Oui, en médecine physique et réadaptation, c’est le but. Il s’agit d’évaluer précocement nos patients, pour éviter que leur cas ne s’aggrave, et de leur proposer le plus tôt possible des protocoles de rééducation adaptés, pour qu’ils aillent le plus loin possible, le mieux possible. Dans la SEP, nous accueillons des publics très jeunes, essentiellement la femme de 25 à 35 ans. Avec toute la vie devant elle, les enfants, le travail, la réinsertion professionnelle, la conduite automobile, le couple… L’autonomie et la qualité de vie, c’est ce que nous visons.
Vous êtes passionnée d’équitation. Est-ce cette passion du sport qui vous a donné l’idée de créer l’appli onStEPs ?
En effet, je fais de l’équitation depuis que je suis toute petite. Mais c’est plutôt la rencontre avec M. Guyot, un professeur d’éducation physique adaptée, en 2004, qui m’a donné l’idée de proposer ce sport aux patients. Grace à un protocole sur l’activité physique adaptée aux personnes handicapées, qui était d’ailleurs notre premier protocole de recherche.

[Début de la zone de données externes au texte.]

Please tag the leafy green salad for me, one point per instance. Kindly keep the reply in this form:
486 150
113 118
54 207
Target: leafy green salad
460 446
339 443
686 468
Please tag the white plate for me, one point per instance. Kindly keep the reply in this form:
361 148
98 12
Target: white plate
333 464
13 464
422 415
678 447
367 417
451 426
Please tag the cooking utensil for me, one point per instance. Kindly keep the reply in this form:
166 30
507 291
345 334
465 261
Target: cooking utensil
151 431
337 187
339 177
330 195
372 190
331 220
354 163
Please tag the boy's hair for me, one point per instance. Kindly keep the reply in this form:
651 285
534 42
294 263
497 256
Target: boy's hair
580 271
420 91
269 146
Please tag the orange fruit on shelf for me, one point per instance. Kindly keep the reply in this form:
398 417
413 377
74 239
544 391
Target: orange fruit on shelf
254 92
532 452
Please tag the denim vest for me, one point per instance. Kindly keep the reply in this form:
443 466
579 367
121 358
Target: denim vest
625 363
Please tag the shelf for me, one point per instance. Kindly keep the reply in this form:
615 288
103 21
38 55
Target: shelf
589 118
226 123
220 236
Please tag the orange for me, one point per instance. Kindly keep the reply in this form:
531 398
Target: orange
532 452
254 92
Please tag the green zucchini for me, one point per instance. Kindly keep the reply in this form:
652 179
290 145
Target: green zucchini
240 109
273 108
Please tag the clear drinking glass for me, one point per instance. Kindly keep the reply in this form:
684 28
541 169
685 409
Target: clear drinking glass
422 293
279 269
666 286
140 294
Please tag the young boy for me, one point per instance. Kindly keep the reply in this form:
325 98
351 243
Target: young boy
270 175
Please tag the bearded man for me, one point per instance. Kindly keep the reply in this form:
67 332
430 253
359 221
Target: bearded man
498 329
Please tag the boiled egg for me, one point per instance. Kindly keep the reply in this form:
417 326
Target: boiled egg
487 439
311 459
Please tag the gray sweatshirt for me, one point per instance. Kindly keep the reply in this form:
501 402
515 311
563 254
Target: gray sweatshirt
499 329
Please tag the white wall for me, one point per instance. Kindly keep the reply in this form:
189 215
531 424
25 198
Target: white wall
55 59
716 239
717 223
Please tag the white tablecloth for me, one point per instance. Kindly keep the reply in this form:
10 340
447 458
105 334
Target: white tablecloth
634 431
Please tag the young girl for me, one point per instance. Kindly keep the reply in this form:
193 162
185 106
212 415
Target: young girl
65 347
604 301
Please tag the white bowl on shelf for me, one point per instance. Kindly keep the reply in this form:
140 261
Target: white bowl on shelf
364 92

Depuis 4 ou 5 ans, j’organise également une journée équiSEP, temps de découverte de cette activité pour les malades atteints de sclérose en plaques.
Pourquoi onStEPs, cet outil numérique dédié aux patients atteints de SEP ?
Il rend l’activité physique accessible à tous. Les patients ne peuvent pas toujours venir à Lille, dans notre service, pour faire de l’activité physique. L’utilisation d’une appli leur permet de faire du sport chez eux.